Originally Posted by michaf

Ah thanks :)
I'd love to have the remaining .ini;

I'm reading up on cygwin and how to compile the source now, if I can't handle it I reckon I'll be back for you to beg for binaries as well...

I still had a very ancient version 2.5, no P+1, P-1 whatsoever... it sounds like it has evolved quite a bit :)

PM me your e-mail for the ini file. I've done some additional work (after discovering a couple of bugs).

rogue · 2006-10-16, 23:17

Here are some new factors. I'm stopping ECM and will use msieve on some of the smaller values.

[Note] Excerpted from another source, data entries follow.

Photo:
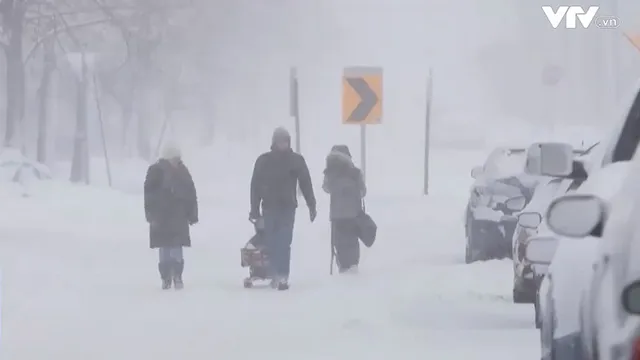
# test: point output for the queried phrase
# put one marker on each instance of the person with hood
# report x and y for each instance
(171, 206)
(274, 184)
(344, 182)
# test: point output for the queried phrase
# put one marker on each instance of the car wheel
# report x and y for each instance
(536, 307)
(521, 296)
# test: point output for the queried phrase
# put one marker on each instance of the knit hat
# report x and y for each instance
(344, 149)
(280, 134)
(171, 151)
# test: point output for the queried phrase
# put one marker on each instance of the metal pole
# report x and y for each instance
(102, 134)
(363, 150)
(427, 129)
(294, 110)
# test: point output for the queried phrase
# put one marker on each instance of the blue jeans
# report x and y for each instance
(278, 230)
(170, 254)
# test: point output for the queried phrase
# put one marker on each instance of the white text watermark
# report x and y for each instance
(573, 14)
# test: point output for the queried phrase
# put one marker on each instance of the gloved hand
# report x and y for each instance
(312, 213)
(254, 215)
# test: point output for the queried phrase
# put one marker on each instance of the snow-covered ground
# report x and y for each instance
(79, 281)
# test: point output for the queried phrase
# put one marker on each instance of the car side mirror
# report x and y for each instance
(631, 298)
(549, 159)
(540, 250)
(579, 172)
(476, 172)
(575, 215)
(530, 220)
(516, 203)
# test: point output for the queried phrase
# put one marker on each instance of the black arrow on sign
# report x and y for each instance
(368, 99)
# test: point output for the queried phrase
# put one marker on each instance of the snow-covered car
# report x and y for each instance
(489, 223)
(570, 274)
(531, 223)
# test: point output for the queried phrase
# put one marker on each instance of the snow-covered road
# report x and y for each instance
(81, 283)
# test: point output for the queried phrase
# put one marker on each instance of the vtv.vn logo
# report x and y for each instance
(573, 14)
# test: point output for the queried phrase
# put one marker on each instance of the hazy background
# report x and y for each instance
(219, 75)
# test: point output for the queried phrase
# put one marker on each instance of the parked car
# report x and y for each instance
(530, 223)
(585, 216)
(489, 223)
(570, 274)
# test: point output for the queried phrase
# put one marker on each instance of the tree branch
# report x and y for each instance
(66, 30)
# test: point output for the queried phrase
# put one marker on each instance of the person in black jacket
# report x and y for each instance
(274, 184)
(171, 206)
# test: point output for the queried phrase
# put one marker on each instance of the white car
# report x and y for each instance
(531, 223)
(570, 273)
(614, 221)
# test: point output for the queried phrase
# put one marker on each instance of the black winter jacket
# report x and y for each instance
(275, 179)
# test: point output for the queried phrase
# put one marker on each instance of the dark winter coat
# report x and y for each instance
(170, 204)
(276, 175)
(345, 183)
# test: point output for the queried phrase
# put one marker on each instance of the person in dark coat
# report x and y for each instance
(274, 184)
(344, 182)
(171, 206)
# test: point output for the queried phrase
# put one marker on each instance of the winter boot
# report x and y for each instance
(165, 274)
(350, 270)
(177, 274)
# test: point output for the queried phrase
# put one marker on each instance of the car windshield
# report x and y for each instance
(505, 164)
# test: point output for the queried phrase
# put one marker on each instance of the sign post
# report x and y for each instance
(362, 102)
(427, 130)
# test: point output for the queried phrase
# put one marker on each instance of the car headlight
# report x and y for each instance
(482, 197)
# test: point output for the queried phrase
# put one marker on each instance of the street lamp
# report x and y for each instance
(81, 63)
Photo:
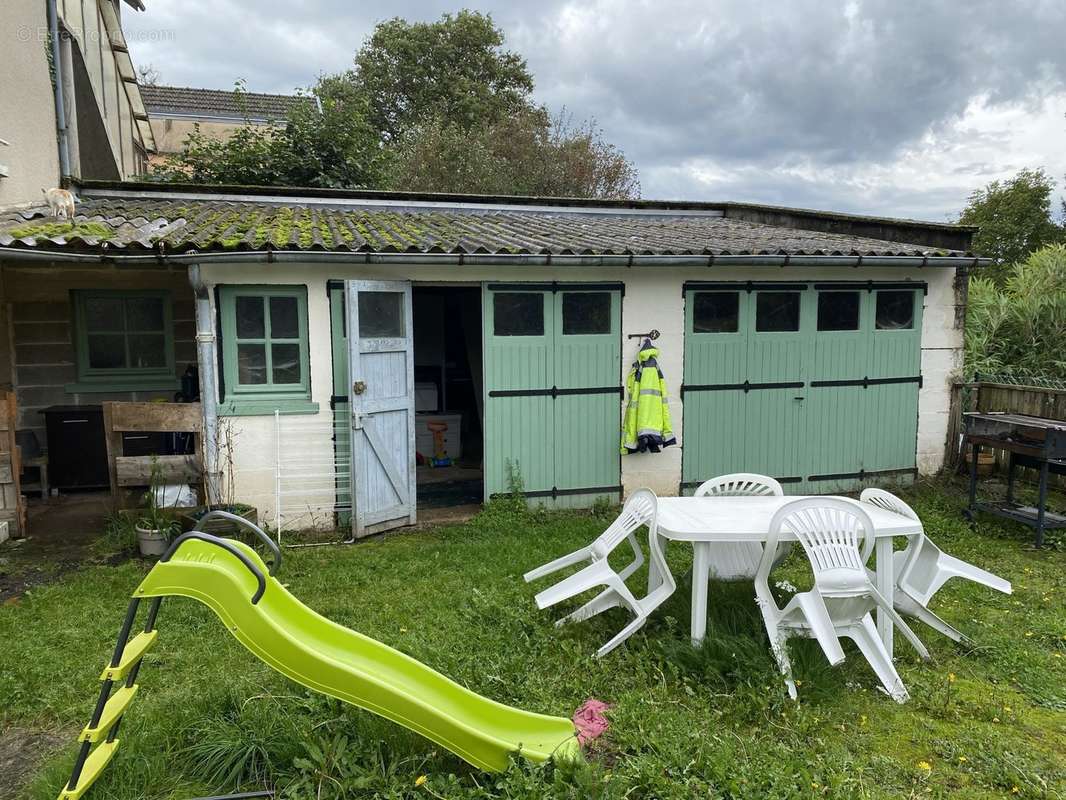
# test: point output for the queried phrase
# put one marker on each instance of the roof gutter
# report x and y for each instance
(487, 259)
(61, 126)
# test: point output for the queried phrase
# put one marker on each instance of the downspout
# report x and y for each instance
(53, 32)
(209, 383)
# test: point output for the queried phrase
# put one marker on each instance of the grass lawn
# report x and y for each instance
(715, 722)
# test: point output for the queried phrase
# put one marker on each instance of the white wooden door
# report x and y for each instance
(382, 393)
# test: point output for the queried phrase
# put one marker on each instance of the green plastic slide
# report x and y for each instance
(332, 659)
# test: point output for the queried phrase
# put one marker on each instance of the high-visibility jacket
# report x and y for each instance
(647, 425)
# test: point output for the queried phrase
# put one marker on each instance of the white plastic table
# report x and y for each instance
(705, 521)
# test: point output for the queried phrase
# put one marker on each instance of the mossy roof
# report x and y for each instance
(209, 224)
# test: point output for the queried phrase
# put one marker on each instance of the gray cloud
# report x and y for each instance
(797, 102)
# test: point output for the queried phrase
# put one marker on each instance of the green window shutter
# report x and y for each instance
(264, 349)
(124, 340)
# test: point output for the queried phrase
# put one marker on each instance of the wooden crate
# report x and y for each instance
(12, 502)
(130, 472)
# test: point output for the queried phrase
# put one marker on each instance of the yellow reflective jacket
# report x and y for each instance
(646, 425)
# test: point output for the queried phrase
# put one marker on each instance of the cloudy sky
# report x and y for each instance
(894, 107)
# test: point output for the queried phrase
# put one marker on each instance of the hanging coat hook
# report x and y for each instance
(652, 334)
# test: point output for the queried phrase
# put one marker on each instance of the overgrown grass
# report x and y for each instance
(988, 721)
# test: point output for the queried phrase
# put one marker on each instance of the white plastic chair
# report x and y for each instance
(922, 569)
(740, 560)
(640, 510)
(837, 537)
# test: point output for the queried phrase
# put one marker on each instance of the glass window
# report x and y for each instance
(518, 314)
(586, 313)
(124, 337)
(895, 310)
(264, 341)
(777, 312)
(838, 310)
(381, 315)
(715, 312)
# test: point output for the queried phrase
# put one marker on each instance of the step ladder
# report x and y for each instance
(99, 737)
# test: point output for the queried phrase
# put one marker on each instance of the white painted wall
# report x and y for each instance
(652, 300)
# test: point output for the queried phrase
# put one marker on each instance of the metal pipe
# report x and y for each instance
(61, 126)
(209, 383)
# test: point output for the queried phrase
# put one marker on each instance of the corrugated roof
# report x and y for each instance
(217, 102)
(136, 225)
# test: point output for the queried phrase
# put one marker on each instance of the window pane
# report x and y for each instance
(895, 310)
(586, 313)
(777, 312)
(284, 318)
(838, 310)
(107, 351)
(147, 350)
(715, 312)
(251, 364)
(285, 362)
(518, 314)
(381, 315)
(105, 314)
(144, 314)
(249, 318)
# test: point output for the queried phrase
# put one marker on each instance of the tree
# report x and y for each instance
(1015, 219)
(454, 69)
(326, 142)
(147, 75)
(437, 107)
(529, 153)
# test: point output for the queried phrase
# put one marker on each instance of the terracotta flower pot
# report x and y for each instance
(151, 542)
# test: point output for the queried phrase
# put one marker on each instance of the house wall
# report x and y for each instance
(27, 111)
(87, 28)
(652, 300)
(36, 302)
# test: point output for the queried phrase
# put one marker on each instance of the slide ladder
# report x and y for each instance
(230, 578)
(99, 737)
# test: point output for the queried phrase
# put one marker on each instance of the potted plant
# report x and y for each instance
(156, 525)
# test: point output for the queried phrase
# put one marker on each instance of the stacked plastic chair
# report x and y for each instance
(922, 569)
(838, 538)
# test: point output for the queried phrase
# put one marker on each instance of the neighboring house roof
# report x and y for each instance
(212, 102)
(133, 219)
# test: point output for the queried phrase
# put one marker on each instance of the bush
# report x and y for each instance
(1019, 328)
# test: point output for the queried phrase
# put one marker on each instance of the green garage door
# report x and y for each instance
(814, 384)
(553, 390)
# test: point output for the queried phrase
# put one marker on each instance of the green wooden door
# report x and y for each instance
(814, 384)
(895, 334)
(836, 406)
(552, 382)
(744, 373)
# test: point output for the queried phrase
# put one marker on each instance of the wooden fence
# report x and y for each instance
(990, 397)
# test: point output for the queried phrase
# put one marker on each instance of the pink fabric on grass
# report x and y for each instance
(590, 719)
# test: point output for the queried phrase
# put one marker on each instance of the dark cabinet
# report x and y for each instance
(77, 449)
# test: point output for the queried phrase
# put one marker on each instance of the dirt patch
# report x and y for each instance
(21, 752)
(61, 536)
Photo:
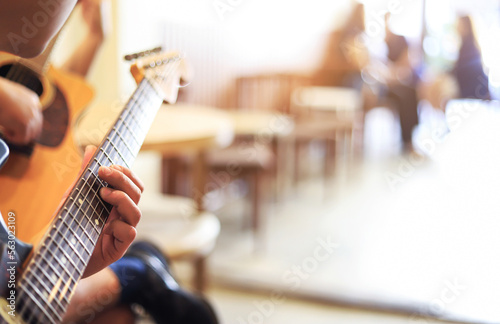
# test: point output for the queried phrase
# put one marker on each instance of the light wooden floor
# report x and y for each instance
(417, 235)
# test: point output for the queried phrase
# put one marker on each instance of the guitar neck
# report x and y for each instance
(59, 262)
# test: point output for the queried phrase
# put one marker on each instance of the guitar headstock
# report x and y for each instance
(167, 70)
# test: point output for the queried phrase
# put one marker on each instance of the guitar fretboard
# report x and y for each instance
(60, 260)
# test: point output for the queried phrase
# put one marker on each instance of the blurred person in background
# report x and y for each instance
(401, 81)
(346, 53)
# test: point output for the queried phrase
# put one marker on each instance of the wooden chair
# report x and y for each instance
(175, 225)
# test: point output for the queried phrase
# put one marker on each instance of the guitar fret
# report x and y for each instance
(77, 239)
(94, 208)
(46, 275)
(48, 289)
(137, 124)
(40, 307)
(63, 267)
(119, 153)
(76, 235)
(98, 202)
(107, 156)
(63, 254)
(87, 217)
(83, 228)
(66, 256)
(117, 132)
(96, 192)
(130, 131)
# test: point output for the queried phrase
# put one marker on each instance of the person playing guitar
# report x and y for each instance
(142, 276)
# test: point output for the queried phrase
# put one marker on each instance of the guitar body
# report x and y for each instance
(33, 183)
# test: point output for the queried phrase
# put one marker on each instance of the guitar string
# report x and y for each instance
(117, 151)
(110, 142)
(86, 228)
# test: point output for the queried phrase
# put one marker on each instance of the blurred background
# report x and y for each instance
(328, 162)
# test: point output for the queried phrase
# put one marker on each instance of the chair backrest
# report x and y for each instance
(335, 99)
(268, 92)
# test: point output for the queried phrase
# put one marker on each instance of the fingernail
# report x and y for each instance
(105, 192)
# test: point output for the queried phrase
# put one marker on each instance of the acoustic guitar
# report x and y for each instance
(42, 290)
(36, 176)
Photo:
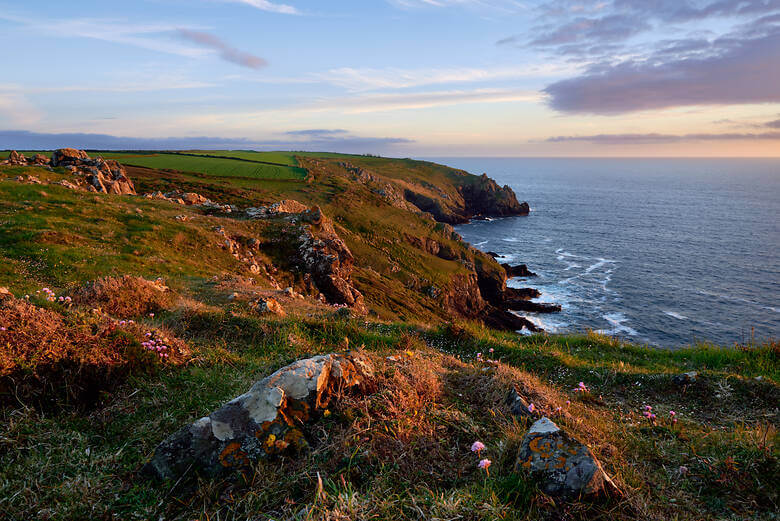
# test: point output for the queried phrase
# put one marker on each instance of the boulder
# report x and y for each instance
(520, 270)
(105, 176)
(484, 197)
(288, 206)
(67, 156)
(270, 305)
(521, 294)
(563, 466)
(68, 184)
(15, 158)
(323, 254)
(38, 159)
(267, 420)
(685, 378)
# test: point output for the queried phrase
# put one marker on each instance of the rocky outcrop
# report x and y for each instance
(499, 318)
(99, 175)
(563, 466)
(380, 186)
(15, 158)
(520, 270)
(323, 254)
(269, 305)
(68, 156)
(521, 294)
(484, 197)
(320, 252)
(269, 419)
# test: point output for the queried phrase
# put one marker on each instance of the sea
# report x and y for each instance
(665, 252)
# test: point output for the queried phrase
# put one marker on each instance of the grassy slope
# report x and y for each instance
(71, 464)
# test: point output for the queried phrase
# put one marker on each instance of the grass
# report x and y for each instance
(402, 451)
(284, 158)
(218, 167)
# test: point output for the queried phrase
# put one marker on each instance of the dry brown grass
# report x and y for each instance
(48, 357)
(125, 296)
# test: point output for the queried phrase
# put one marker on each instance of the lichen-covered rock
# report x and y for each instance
(564, 466)
(15, 158)
(100, 175)
(685, 378)
(269, 305)
(38, 159)
(265, 421)
(323, 254)
(67, 156)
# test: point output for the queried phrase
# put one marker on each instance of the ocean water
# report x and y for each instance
(667, 252)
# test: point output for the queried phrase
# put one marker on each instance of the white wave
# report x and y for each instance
(617, 321)
(600, 262)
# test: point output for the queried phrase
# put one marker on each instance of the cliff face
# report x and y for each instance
(484, 197)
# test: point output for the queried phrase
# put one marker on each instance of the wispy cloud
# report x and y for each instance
(342, 142)
(226, 52)
(318, 132)
(265, 5)
(654, 138)
(153, 36)
(17, 109)
(361, 79)
(499, 5)
(381, 102)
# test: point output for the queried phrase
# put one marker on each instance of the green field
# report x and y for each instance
(284, 158)
(287, 167)
(208, 165)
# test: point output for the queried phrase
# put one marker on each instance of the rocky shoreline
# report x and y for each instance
(324, 258)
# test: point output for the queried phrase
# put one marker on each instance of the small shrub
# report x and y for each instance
(125, 296)
(47, 358)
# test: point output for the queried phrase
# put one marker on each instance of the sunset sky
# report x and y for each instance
(395, 77)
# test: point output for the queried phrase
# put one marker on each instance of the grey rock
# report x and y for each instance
(265, 421)
(563, 466)
(685, 378)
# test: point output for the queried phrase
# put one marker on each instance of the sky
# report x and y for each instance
(404, 78)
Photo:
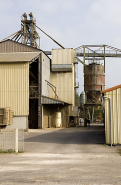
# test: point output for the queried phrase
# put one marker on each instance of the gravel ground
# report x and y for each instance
(63, 157)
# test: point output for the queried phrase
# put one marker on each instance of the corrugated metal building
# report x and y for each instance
(114, 94)
(34, 88)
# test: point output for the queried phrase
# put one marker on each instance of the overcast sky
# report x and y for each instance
(72, 23)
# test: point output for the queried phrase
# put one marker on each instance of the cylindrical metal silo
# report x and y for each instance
(82, 100)
(94, 81)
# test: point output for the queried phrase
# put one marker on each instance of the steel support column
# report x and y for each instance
(39, 92)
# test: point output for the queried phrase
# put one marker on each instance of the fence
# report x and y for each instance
(12, 140)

Factor=(190468*5^181-1)/8350696811068256679952273 Method=ECM B1=11000000 Sigma=1285010070
Factor=(181754*5^182-1)/2038698488746960115415779 Method=P+1 B1=11000000 Sigma=0
Factor=(266206*5^129-1)/30696985392105649 Method=P+1 B1=1000000 Sigma=0
Factor=(175124*5^186-1)/513588340906647766621082933 Method=ECM B1=1000000 Sigma=387918309
Factor=(190334*5^174-1)/823918283555893175077567 Method=P+1 B1=3000000 Sigma=0
Factor=(326962*5^139-1)/4186471592323524772673 Method=P+1 B1=1000000 Sigma=0

rogue · 2006-10-17, 00:44

Here are some msieve results:

284422*5^111-1 = 24038835244148619355105310827970092056793 * 4557432513506183772340688157886113663859093

49568*5^112-1 = 16787766406466816943097 * 5686551335775831395789060458827887112528891832450138913812567

244564*5^111-1 = 10235335327328061980017 * 224857569528631275881429 * 40931100608358616777499432662719730343

304004*5^112-1 = 883084520450978709728220967157 * 663006080680131978154637822997889030237473302457773207

rogue · 2006-10-17, 03:05

A few more msieve results:

189766*5^113-1 = 128813458021380247369861 * 14186251477152607987765725365428134521770770726991162393990009

183916*5^117-1 = 42399397852905162380996534754127 * 26106600977032862532541765126445390338869673510178192437

211208*5^114-1 = 973721884734396620927419741 * 8659468398229276068706514519953664908695299344206982378639

181754*5^118-1 = 525613102235449055987356891572797687 * 10405867857680251957451696478807929370674014157800127

rogue · 2006-10-18, 01:44

Two more msieve results. It would be better to switch back to ECMNet for the others for a while.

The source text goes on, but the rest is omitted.